Pero entre los elementos que han venido destacándose alrededor de la noticia a mí me está llamando la atención los relativos a los trabajadores y sus circunstancias. No me refiero, solo, al sonrojante dato de que en la situación de cuasi quiebra de la empresa su presidente Felipe Benjumea se embolse 11 millones de euros como “indemnización” por su apartamiento del puesto mientras peligran los de cientos de trabajadores. Me refiero a la tragedia que afecta a toda una sociedad como la sevillana desde muchos puntos de vista (pérdida de inteligencia y de capacidad tecnológica, posible emigración de dicho capital humano a otras geografías, etc.) y al sentido del trabajo como innovación y aportación de valor. Siempre hemos visto a Abengoa como una empresa líder en tecnología de sistemas…pero a la retaguardia en política laboral y de relaciones humanas dentro de la misma. Abengoa no ha practicado jamás los mínimos niveles de participación en la empresa, no ha desarrollado modelos de cogestión o coparticipación con los representantes de los trabajadores. Ha visto a estos como seres “vigilables”, a los que había que controlar con métodos a veces cuasi coercitivos en vez de participativos. Abengoa ha sido empresa puntera técnicamente…pero de una técnica carente de factor humano. Todo lo contrario de lo que los socios religiosos de don Javier Benjumea, los jesuitas, nos anuncian en sus ideario: «valores evangélicos de libertad y respeto, justicia y solidaridad, búsqueda de la verdad, diálogo y tolerancia, responsabilidad y participación» [Identidad y Misión de la universidad Loyola, en su página web].

Ningún trabajador de Abengoa da su nombre cuando habla de la situación en el interior de la empresa ni de la actual crisis. Se sienten vigilados. La afiliación sindical ha sido hasta ahora clandestina: ser de un sindicato suponía la estigmatización y el posible despido o la marginación profesional. Hablan de la empresa en crisis sin dar sus nombres, como temiendo las represalias [ver El.diario].

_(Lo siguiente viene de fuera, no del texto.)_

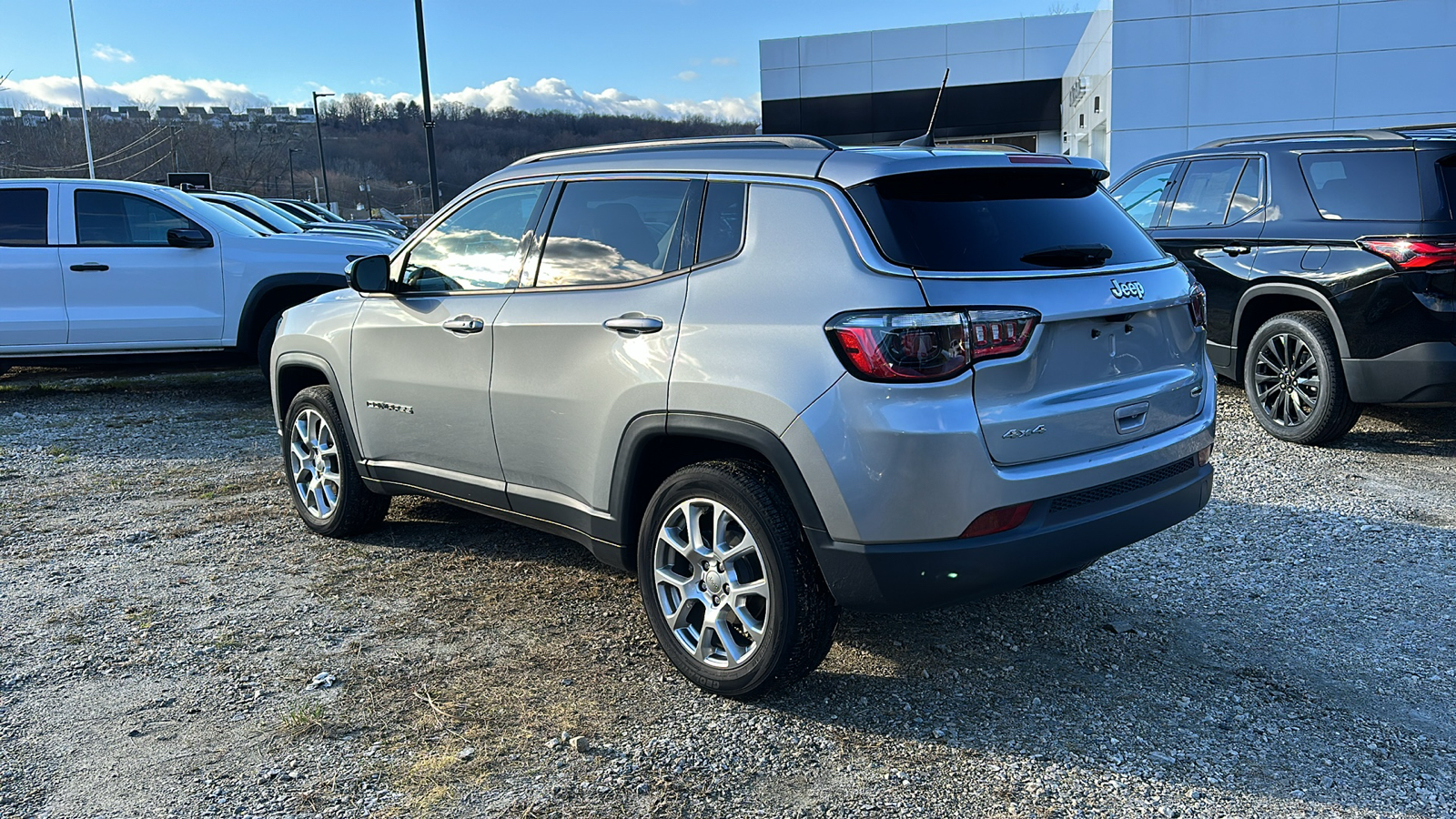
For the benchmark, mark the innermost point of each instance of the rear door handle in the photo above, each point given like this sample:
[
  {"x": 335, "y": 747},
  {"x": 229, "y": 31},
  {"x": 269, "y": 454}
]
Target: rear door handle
[
  {"x": 465, "y": 325},
  {"x": 633, "y": 324}
]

Ahora nos pedirán solidaridad, y habrá que dársela para salvar la empresa, a los trabajadores y su capital social. Hasta convocarán una manifestación en apoyo de la empresa “sevillana”. Y seguramente iremos aunque no todos defendamos los mismos intereses. Abengoa debe salvarse, sí. El estado debe actuar para resolver la situación pero todos, caso de que esa situación se logre resolver, debemos comenzar a pensar que el futuro de la empresa a lo mejor pasa por una composición de su capital, de su consejo de administración y de su directiva diferentes. No estoy pensando en una nacionalización o estatalización de la empresa pero es obvio que otro modelo de propiedad y de gestión, donde lo público a lo mejor debe jugar un papel importante, se impondría caso de que estos poderes públicos intyerviniesen para encontrar soluciones. Estamos hablando de que una gestión empresarial, guiada desde una óptica privada y mercantil, ha llevado a la ruina a la compañía. Esta vez no han sido gestores públicos —como en las cajas de ahorro— los que han llevado al fracaso a una empresa: han sido directamente los empresarios liberales y privados. Que alguien tome nota, por favor.